Wajah Natsu memerah, jantungnya mulai berdegup kencang. Sudah ia duga, semoga tidak ada kesalah pahaman lagi.
"Judulnya juga 'Gadis Musim Panas' ini kan sesuai dengan namamu 'Natsu' artinya musim panas." Tsuda kembali mengoceh. Wajah Natsu memerah, tangannya mulai dingin bergetar, sedikit ia melirik Kamura meminta bantuan penjelasan, namun ekspresinya masih sama. Datar. Berbeda seratus delapan puluh derajat jika berdekatan dengan Natsu secara langsung.

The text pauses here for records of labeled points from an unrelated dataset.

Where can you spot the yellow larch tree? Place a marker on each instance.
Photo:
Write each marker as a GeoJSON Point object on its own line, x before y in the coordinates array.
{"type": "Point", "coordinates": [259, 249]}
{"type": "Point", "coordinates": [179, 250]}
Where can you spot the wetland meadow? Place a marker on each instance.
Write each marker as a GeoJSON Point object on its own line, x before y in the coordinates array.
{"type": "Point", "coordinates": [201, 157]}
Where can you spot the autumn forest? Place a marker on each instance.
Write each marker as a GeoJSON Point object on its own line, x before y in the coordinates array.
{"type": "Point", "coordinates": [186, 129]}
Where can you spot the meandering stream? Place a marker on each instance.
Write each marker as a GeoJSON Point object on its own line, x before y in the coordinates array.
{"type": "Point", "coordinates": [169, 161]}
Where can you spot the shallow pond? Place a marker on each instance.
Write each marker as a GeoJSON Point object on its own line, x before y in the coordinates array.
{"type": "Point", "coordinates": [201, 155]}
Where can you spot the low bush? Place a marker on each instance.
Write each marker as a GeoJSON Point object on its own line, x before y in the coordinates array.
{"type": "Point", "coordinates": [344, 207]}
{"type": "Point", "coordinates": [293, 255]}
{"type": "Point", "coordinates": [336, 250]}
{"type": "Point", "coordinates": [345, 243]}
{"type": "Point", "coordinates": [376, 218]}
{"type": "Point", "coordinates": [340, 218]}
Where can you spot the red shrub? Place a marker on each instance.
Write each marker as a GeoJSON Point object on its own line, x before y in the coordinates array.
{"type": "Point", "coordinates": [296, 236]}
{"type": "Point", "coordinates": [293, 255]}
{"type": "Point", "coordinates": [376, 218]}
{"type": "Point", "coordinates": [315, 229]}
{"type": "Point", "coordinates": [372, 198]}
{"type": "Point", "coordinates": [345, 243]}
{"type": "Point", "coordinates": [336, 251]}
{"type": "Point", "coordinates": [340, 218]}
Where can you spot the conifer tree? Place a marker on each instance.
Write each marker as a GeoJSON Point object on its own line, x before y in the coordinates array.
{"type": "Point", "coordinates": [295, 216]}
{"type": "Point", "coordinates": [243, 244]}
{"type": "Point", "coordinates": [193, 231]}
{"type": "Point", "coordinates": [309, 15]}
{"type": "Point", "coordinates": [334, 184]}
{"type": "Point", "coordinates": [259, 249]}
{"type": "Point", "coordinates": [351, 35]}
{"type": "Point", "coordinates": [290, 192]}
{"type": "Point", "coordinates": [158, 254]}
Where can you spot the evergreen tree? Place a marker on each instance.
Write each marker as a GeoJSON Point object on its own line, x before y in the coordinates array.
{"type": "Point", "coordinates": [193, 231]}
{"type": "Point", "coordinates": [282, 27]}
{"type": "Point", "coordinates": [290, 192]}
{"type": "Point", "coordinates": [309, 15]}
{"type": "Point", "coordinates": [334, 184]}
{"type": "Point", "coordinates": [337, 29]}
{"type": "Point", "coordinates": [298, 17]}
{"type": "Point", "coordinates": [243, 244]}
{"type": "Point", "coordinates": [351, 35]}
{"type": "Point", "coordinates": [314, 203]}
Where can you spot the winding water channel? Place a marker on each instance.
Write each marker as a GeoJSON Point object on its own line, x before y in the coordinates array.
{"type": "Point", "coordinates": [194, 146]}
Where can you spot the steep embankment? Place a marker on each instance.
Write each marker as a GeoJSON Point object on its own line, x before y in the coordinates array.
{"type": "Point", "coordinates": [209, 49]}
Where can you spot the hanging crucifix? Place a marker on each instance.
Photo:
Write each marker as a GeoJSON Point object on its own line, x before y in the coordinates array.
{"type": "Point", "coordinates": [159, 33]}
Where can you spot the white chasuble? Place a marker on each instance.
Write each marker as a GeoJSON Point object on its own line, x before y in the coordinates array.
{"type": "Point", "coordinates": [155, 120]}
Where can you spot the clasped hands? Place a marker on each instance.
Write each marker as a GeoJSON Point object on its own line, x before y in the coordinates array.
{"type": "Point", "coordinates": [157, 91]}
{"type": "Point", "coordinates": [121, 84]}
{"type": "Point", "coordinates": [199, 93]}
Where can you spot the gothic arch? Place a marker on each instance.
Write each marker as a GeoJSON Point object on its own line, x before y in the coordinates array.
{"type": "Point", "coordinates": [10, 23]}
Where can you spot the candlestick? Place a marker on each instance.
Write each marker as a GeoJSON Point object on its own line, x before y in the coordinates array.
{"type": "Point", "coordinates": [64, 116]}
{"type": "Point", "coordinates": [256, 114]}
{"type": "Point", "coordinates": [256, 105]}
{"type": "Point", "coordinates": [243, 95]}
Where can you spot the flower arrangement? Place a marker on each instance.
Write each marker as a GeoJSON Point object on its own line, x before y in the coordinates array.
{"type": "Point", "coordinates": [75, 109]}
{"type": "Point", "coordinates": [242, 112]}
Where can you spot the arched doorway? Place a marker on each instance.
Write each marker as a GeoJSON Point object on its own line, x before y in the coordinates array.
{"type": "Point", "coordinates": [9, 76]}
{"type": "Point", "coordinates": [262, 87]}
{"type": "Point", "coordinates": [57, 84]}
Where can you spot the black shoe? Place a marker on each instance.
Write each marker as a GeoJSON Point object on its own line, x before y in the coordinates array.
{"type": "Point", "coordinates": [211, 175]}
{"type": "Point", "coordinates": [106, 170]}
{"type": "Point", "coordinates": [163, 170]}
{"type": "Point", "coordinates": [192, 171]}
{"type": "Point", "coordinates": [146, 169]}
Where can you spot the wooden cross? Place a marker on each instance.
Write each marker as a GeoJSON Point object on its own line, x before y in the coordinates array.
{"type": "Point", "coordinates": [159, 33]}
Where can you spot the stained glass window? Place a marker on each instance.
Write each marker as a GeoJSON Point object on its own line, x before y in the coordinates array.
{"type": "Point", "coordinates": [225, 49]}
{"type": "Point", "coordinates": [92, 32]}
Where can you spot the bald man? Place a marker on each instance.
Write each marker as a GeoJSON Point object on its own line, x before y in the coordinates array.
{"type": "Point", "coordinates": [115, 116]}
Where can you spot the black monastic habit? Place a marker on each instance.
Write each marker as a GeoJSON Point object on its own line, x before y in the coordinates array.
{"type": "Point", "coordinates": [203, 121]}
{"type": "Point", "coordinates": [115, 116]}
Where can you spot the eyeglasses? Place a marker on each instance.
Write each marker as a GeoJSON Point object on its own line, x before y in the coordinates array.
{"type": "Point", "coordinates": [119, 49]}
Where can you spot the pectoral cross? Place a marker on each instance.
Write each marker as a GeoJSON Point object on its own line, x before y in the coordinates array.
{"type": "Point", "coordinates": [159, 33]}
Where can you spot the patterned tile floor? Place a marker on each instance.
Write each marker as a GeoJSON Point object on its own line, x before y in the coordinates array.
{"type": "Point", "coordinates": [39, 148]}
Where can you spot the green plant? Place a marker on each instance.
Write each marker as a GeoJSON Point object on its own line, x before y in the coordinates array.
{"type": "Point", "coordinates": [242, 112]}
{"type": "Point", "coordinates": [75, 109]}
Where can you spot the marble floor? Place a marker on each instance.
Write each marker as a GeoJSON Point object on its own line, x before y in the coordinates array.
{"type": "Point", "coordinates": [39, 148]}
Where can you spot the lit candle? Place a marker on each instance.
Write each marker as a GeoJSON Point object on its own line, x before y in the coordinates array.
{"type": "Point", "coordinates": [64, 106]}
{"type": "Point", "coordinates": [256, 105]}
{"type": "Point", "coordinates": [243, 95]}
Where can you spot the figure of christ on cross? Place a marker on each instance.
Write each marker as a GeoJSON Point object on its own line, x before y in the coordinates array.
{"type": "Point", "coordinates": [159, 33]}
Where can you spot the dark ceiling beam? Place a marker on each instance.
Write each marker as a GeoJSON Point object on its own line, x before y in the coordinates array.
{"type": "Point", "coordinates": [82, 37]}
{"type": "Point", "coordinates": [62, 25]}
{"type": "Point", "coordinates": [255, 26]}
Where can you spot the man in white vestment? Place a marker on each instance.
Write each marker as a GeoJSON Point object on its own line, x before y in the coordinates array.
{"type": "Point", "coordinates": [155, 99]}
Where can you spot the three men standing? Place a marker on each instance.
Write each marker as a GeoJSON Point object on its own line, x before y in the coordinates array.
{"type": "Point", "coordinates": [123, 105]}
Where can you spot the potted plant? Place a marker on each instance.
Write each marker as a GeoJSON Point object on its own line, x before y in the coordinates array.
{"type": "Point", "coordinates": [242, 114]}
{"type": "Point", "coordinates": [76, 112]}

"Apa-apaan ini? Memangnya ada apa dengan Natsu dan Kamura?" Bu Yoshida melototi Tsuda, namun anak itu justru menjawab secara entengnya, "mereka berdua berpacaran bu!" perkataan Tsuda barusan disambut baik oleh seisi kelas terutama siswa yang berdiri di luar kelas. "Iya mereka berpacaran," "mereka memang sering terlihat bersama," "sifat Kamura lebih hangat kepada Natsu," "dugaanku benar, surat-surat itu ...."

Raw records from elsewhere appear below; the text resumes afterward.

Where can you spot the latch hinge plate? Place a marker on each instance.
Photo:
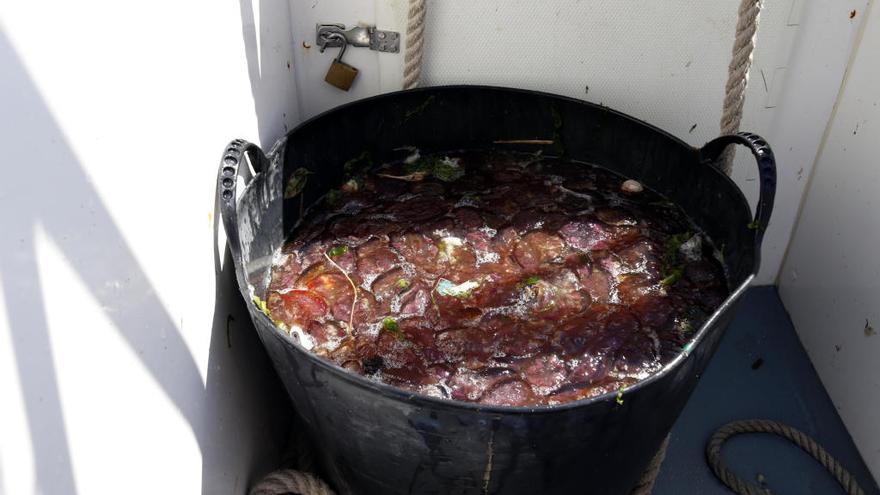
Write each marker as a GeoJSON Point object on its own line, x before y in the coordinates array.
{"type": "Point", "coordinates": [364, 36]}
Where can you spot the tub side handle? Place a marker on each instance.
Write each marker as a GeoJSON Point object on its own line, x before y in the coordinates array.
{"type": "Point", "coordinates": [234, 171]}
{"type": "Point", "coordinates": [712, 151]}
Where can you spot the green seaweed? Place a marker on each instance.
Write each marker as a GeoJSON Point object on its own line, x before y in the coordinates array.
{"type": "Point", "coordinates": [391, 326]}
{"type": "Point", "coordinates": [419, 109]}
{"type": "Point", "coordinates": [447, 170]}
{"type": "Point", "coordinates": [364, 160]}
{"type": "Point", "coordinates": [296, 183]}
{"type": "Point", "coordinates": [528, 282]}
{"type": "Point", "coordinates": [337, 251]}
{"type": "Point", "coordinates": [332, 196]}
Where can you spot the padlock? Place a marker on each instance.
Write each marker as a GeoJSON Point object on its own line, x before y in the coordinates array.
{"type": "Point", "coordinates": [340, 74]}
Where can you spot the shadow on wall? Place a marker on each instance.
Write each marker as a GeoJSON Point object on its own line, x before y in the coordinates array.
{"type": "Point", "coordinates": [240, 410]}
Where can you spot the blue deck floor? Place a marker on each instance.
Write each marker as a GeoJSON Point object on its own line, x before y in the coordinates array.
{"type": "Point", "coordinates": [784, 387]}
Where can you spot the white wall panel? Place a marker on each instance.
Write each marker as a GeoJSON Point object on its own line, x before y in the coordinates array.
{"type": "Point", "coordinates": [830, 281]}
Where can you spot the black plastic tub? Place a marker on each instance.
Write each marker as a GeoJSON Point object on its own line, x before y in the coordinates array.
{"type": "Point", "coordinates": [376, 439]}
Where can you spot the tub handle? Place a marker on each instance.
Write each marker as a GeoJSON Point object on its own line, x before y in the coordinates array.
{"type": "Point", "coordinates": [233, 167]}
{"type": "Point", "coordinates": [711, 152]}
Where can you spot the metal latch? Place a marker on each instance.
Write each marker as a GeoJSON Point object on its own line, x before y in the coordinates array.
{"type": "Point", "coordinates": [369, 36]}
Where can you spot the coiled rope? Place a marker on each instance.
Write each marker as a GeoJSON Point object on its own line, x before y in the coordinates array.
{"type": "Point", "coordinates": [304, 483]}
{"type": "Point", "coordinates": [799, 438]}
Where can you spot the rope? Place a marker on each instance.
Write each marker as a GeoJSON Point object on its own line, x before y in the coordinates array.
{"type": "Point", "coordinates": [415, 29]}
{"type": "Point", "coordinates": [799, 438]}
{"type": "Point", "coordinates": [291, 481]}
{"type": "Point", "coordinates": [738, 73]}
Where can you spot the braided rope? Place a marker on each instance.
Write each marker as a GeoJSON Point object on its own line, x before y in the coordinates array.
{"type": "Point", "coordinates": [738, 73]}
{"type": "Point", "coordinates": [415, 29]}
{"type": "Point", "coordinates": [799, 438]}
{"type": "Point", "coordinates": [291, 481]}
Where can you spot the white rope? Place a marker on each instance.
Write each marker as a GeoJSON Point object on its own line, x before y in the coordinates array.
{"type": "Point", "coordinates": [302, 483]}
{"type": "Point", "coordinates": [415, 30]}
{"type": "Point", "coordinates": [738, 73]}
{"type": "Point", "coordinates": [291, 481]}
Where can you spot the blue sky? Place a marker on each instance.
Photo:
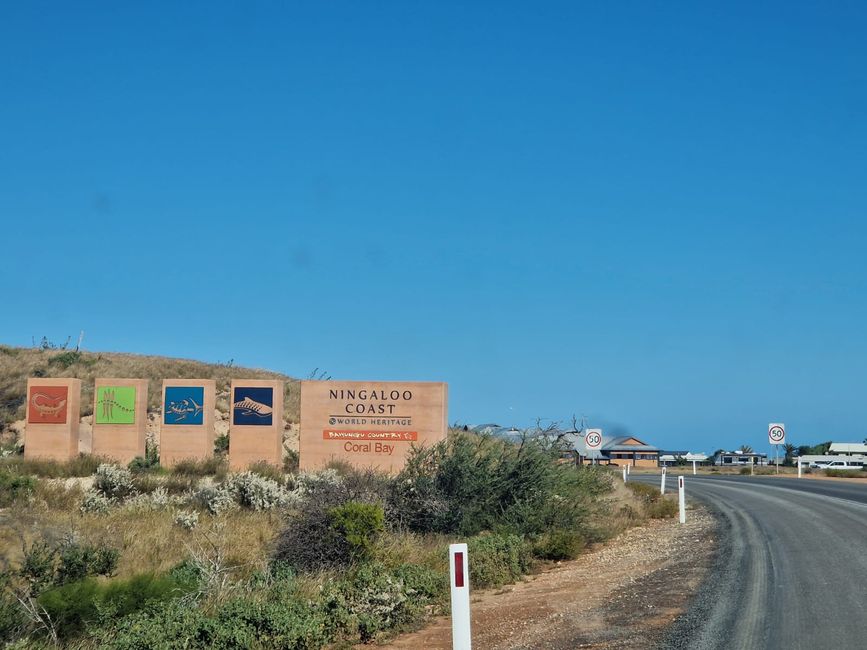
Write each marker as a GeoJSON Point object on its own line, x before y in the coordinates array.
{"type": "Point", "coordinates": [652, 215]}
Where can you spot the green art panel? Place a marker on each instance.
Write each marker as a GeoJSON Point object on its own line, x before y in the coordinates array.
{"type": "Point", "coordinates": [115, 405]}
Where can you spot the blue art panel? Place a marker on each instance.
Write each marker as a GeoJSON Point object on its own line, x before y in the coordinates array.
{"type": "Point", "coordinates": [253, 406]}
{"type": "Point", "coordinates": [184, 405]}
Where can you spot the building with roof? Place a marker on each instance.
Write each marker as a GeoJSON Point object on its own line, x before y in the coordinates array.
{"type": "Point", "coordinates": [671, 458]}
{"type": "Point", "coordinates": [629, 450]}
{"type": "Point", "coordinates": [848, 448]}
{"type": "Point", "coordinates": [739, 457]}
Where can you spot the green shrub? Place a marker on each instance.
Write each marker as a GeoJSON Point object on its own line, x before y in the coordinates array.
{"type": "Point", "coordinates": [424, 582]}
{"type": "Point", "coordinates": [38, 566]}
{"type": "Point", "coordinates": [149, 462]}
{"type": "Point", "coordinates": [559, 544]}
{"type": "Point", "coordinates": [495, 560]}
{"type": "Point", "coordinates": [358, 524]}
{"type": "Point", "coordinates": [470, 483]}
{"type": "Point", "coordinates": [75, 605]}
{"type": "Point", "coordinates": [78, 561]}
{"type": "Point", "coordinates": [14, 487]}
{"type": "Point", "coordinates": [309, 542]}
{"type": "Point", "coordinates": [267, 470]}
{"type": "Point", "coordinates": [81, 465]}
{"type": "Point", "coordinates": [213, 466]}
{"type": "Point", "coordinates": [113, 481]}
{"type": "Point", "coordinates": [291, 461]}
{"type": "Point", "coordinates": [221, 445]}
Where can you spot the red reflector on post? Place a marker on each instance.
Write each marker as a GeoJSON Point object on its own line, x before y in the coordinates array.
{"type": "Point", "coordinates": [459, 569]}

Natsu menutup telinganya dari teman-teman di kelasnya yang mulai bising-bising membicarakannya, membicarakan hal yang mengada-ada. Sedangkan anak laki-laki itu...yang menjadi objek pembicaraan, hanya melipat kedua tangan di depan dada denagn ekspresi yang tidak berubah.

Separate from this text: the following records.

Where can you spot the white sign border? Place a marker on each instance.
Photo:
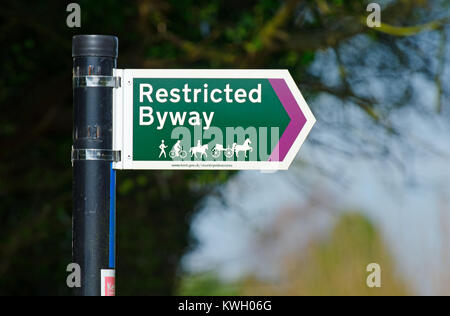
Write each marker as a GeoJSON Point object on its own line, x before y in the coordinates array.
{"type": "Point", "coordinates": [123, 119]}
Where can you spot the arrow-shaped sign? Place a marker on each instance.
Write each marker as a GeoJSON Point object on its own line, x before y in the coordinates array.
{"type": "Point", "coordinates": [209, 119]}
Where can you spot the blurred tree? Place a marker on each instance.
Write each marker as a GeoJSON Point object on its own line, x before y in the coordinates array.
{"type": "Point", "coordinates": [154, 207]}
{"type": "Point", "coordinates": [335, 266]}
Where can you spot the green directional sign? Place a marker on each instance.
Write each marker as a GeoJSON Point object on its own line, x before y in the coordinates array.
{"type": "Point", "coordinates": [209, 119]}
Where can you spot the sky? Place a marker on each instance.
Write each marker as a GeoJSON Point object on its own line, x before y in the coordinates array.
{"type": "Point", "coordinates": [402, 183]}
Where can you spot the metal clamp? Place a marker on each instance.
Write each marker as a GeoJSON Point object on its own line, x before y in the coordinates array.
{"type": "Point", "coordinates": [96, 154]}
{"type": "Point", "coordinates": [97, 81]}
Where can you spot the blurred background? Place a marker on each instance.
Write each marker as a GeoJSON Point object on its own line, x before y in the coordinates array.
{"type": "Point", "coordinates": [370, 184]}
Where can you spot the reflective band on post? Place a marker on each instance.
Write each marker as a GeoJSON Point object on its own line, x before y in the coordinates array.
{"type": "Point", "coordinates": [96, 154]}
{"type": "Point", "coordinates": [96, 81]}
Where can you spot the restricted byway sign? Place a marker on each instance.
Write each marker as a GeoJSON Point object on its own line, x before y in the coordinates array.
{"type": "Point", "coordinates": [208, 119]}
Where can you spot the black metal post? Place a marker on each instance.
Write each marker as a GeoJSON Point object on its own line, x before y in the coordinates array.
{"type": "Point", "coordinates": [94, 58]}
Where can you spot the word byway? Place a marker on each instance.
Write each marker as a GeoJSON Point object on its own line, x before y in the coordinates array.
{"type": "Point", "coordinates": [189, 95]}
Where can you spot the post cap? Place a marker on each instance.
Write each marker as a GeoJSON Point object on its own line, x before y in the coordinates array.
{"type": "Point", "coordinates": [95, 45]}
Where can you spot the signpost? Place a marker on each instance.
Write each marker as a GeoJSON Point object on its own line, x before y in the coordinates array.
{"type": "Point", "coordinates": [166, 119]}
{"type": "Point", "coordinates": [209, 119]}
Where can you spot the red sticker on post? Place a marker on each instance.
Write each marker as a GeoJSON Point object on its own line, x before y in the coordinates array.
{"type": "Point", "coordinates": [108, 282]}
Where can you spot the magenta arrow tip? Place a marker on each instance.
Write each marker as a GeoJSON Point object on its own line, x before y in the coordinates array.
{"type": "Point", "coordinates": [296, 124]}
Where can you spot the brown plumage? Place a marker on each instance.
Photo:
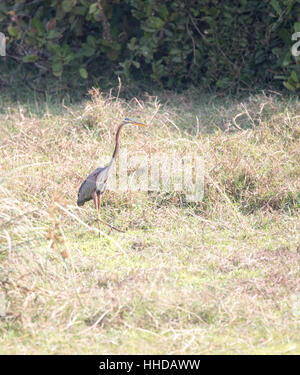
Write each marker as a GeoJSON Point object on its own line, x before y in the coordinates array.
{"type": "Point", "coordinates": [95, 183]}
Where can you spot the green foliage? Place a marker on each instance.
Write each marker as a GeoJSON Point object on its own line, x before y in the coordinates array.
{"type": "Point", "coordinates": [220, 43]}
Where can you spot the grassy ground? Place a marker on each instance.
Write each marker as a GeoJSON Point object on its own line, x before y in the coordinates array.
{"type": "Point", "coordinates": [218, 277]}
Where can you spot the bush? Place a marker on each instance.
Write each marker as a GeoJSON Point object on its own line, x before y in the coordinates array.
{"type": "Point", "coordinates": [223, 43]}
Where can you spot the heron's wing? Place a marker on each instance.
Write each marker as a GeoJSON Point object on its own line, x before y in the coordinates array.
{"type": "Point", "coordinates": [102, 179]}
{"type": "Point", "coordinates": [88, 187]}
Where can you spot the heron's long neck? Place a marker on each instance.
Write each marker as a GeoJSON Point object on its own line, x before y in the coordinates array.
{"type": "Point", "coordinates": [117, 141]}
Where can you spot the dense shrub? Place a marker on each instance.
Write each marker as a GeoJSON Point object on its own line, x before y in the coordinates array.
{"type": "Point", "coordinates": [226, 43]}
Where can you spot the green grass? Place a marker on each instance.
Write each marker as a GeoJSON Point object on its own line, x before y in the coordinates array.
{"type": "Point", "coordinates": [219, 277]}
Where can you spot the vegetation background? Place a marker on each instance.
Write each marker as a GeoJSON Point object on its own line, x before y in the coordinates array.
{"type": "Point", "coordinates": [216, 43]}
{"type": "Point", "coordinates": [214, 78]}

Bu Yoshida juga sama, ia malah memerhatikan Natsu dan Kamura secara bergantian. Menyebalkan, menyebalkan, menyebalkan.
"Semua yang kalian katakan itu tidak benar!" Seseorang berteriak. Seseorang baru saja menyelamatkan dirinya, Natsu menoleh dan mendapatkan Matsu yang membelanya, ia membisikkan 'Gomen Nasai' dan dibalas tepukkan kecil di lengannya.
"Lagipula mau berpacaran atau tidak, itu bukan urusan kalian." Matsu menatap tak suka kepada teman-teman di kelas, Natsu tak pernah melihat tatapan Matsu yang seperti ini.
"Natsu sudah menyukai orang lain, apakah perkataanku dua minggu yang lalu belum jelas bagi kalian? Mengapa kalian masih menggossipi dua orang yang sudah jelas-jelas berteman." Terdengar beberapa penekanan pada perkataan Matsu tadi.
Semuanya terdiam.
Matsu seketika mengangkat tangan, dia mengajukan diri untuk membaca puisi Natsu. Untuk membuktikan pada siswa kelas bahwa puisi Natsu bukan untuk Kamura, melainkan untuk Nishimura.
Namun, ketika menerima kertas puisi dari Bu Yoshida, Matsu justru mematung.
"Natsu-chan!" Suara Matsu dari depan tiba-tiba menyita Natsu, "apakah puisi ini benar-benar untuk Nishimura-kun?"
❄❄❄
Jam makan siang. Natsunawa Oichi sudah berjanji akan membelikan kopi kalengan sebagai tanda terima kasih untuk aksi heroik temannya hari ini. Matsunewa Yanao. Dia terus berjalan di lorong sekolah mencari finding machine sembari mengingat hal yang dibicarakannya dengan Matsu setelah membaca puisi.
Saat itu wajahnya terlihat berkerut keheranan, "apakah benar itu puisi untuk Nishimura?" tanyanya sambil berbisik meskipun Bu Yoshida sudah meninggalkan kelas, pelajaran selanjutnya Geografi, dan Bu Yoshida lanjut mengajar di kelas sebelah 3-B.
"Kau pikir aku membuat puisi untuk siapa lagi?" Natsu merapikan perlengkapan pelajaran Sastra Jepang.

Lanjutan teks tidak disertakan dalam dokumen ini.